Chi salvare prima? L’età non è un criterio sufficiente per stabilire chi può beneficiare delle terapie. Va assistito prima colui che ha maggiori speranze di vita. Lo stabilisce un protocollo Iss che fissa i criteri per i medici, in particolare gli anestesisti, nel caso in cui si ritrovino a dover scegliere chi ricoverare prima in terapia intensiva, solo in una situazione di estrema gravità. Il documento, come riportato dal Messaggero, si chiama “Decisioni per le cure intensive in caso di sproporzione tra necessità assistenziali e risorse disponibili in corso di pandemia da Covid-19”. A metterlo a punto la Società italiana di anestesia, analgesia, rianimazione e terapia intensiva e la Società italiana di medicina legale e delle assicurazioni. L’Istituto superiore di sanità lo ha pubblicato sul sito del Sistema nazionale linee guida. Come avviene con le catastrofi, anche in questo caso va assistito prima chi ha maggiori speranze di vita, come peraltro sta accadendo in diverse terapie intensive italiane che si ritrovano ad affrontare uno squilibrio tra domanda e offerta di cure. Ma ad ogni malato vanno garantiti i diritti e che sarà trattato con «gli strumenti possibili».



RIANIMAZIONE, CHI SALVARE PRIMA? ARRIVA PROTOCOLLO ISS

I principi costituzionali restano fermi, ma è evidente che in una situazione di emergenza ci si possa ritrovare a dover ricorrere ad una scelta di allocazione delle risorse. Per questo le due società suggeriscono, a fronte della situazione attuale, di creare un triage ad hoc negli ospedali. Come riportato dal Messaggero, si tratterebbe di un centro di valutazione per stabilire quali pazienti hanno priorità di assistenza.

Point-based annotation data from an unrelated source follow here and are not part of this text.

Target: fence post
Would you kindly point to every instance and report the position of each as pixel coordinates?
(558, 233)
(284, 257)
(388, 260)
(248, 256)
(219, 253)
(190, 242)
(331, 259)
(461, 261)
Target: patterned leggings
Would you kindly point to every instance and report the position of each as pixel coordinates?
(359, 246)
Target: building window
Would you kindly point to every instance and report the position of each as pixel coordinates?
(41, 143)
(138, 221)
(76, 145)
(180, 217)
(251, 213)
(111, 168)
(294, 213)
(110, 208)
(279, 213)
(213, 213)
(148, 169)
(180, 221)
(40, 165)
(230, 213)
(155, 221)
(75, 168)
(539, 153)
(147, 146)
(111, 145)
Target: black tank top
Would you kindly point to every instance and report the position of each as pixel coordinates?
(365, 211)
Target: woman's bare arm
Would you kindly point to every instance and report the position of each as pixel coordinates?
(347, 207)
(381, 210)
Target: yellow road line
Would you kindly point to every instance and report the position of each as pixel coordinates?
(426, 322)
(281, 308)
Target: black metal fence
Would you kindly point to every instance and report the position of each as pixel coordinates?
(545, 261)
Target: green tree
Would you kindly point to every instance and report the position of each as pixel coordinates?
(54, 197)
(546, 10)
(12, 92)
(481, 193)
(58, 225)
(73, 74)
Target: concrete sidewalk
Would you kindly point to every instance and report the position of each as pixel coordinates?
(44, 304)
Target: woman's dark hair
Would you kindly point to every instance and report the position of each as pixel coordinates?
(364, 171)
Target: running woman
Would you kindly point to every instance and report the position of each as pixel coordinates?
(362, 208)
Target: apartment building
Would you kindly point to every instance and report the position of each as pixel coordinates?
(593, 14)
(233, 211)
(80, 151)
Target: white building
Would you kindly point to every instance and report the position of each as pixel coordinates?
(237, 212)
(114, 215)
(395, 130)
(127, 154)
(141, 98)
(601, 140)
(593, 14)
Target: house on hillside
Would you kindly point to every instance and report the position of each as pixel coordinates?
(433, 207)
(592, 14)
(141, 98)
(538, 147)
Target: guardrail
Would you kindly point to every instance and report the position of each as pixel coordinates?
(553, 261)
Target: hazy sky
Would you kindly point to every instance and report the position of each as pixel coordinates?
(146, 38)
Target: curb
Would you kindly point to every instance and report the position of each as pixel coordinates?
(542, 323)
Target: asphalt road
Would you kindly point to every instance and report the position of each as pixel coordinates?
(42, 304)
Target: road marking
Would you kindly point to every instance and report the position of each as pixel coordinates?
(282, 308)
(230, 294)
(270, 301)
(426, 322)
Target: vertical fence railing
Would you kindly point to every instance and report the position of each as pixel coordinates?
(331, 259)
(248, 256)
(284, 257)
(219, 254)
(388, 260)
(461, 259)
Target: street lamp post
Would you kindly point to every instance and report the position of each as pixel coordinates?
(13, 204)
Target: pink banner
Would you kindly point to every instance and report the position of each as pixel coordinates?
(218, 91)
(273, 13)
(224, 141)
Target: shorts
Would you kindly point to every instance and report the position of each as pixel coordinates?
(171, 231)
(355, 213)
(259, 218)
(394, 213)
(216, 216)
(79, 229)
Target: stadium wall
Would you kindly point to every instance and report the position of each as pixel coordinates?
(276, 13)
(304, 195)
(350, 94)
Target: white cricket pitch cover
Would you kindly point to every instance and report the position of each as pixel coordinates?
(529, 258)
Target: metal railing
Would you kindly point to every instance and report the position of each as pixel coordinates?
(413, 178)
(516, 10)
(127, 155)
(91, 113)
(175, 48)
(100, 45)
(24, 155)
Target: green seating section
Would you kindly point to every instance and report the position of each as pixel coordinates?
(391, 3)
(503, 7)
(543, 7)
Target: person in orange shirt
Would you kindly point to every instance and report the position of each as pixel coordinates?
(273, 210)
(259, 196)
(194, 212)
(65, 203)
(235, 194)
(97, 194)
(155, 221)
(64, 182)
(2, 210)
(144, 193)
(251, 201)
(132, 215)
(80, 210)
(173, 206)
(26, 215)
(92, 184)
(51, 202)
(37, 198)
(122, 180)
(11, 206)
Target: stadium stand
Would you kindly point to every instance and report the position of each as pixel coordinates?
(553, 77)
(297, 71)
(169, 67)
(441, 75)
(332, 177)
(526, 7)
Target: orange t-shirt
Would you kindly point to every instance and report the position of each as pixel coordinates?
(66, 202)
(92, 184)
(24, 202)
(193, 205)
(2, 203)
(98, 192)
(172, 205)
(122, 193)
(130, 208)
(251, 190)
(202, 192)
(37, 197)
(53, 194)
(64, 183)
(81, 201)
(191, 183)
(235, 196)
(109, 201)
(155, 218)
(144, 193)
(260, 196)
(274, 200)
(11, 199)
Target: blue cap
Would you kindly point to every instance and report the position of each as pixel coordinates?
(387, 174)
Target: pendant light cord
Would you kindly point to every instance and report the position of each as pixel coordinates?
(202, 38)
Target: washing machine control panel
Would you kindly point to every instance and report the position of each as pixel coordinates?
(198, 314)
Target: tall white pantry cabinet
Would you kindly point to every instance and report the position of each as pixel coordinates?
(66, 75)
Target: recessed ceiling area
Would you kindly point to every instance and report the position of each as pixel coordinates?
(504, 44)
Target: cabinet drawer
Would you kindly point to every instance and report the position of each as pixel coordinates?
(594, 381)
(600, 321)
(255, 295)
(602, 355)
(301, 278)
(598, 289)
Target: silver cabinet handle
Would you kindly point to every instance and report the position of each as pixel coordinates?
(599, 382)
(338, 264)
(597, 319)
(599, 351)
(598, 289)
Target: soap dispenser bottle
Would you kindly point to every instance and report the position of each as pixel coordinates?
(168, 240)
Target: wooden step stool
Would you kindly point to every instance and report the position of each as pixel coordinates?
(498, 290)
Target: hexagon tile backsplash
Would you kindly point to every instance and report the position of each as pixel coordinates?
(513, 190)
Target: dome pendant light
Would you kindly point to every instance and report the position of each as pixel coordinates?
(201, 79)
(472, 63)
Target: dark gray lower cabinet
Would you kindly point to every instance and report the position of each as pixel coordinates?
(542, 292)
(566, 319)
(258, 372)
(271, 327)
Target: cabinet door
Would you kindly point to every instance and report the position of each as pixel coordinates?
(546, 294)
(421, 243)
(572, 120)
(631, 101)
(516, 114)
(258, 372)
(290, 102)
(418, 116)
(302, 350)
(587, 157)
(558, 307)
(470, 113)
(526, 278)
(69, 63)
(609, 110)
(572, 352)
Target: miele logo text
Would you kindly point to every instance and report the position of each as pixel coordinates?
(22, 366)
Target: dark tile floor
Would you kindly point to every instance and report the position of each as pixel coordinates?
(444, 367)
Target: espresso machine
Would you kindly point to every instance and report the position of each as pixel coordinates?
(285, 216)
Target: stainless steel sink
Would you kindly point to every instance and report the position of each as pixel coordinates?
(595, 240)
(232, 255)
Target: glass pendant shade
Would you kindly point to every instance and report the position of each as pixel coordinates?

Gli anestesisti a tal proposito spiegano che si tratta di accertare «potrà con più probabilità o con meno probabilità superare la condizione critica con il supporto delle cure intensive». Non è detto, dunque, che un giovane abbia maggiori speranze di vita di un anziano. Non dipende dalla loro età. Sono stati individuati, infatti, i parametri. Sono 12 e tutti all’esame dell’Istituto superiore di sanità, insieme alle condizioni da seguire prima di arrivare poi alla scelta estrema. Alcuni potrebbero anche non desiderare di essere sottoposti a cure intensive.

«La sola etica ippocratica risulta insufficiente. Occorre applicare il triage. E come ogni atto medico deve basarsi innanzi tutto sui criteri di appropriatezza e proporzionalità», scrive Carlo Maria Petrini, direttore dell’Unità di Bioetica e presidente del Comitato etico dell’Iss, nel documento pubblicato.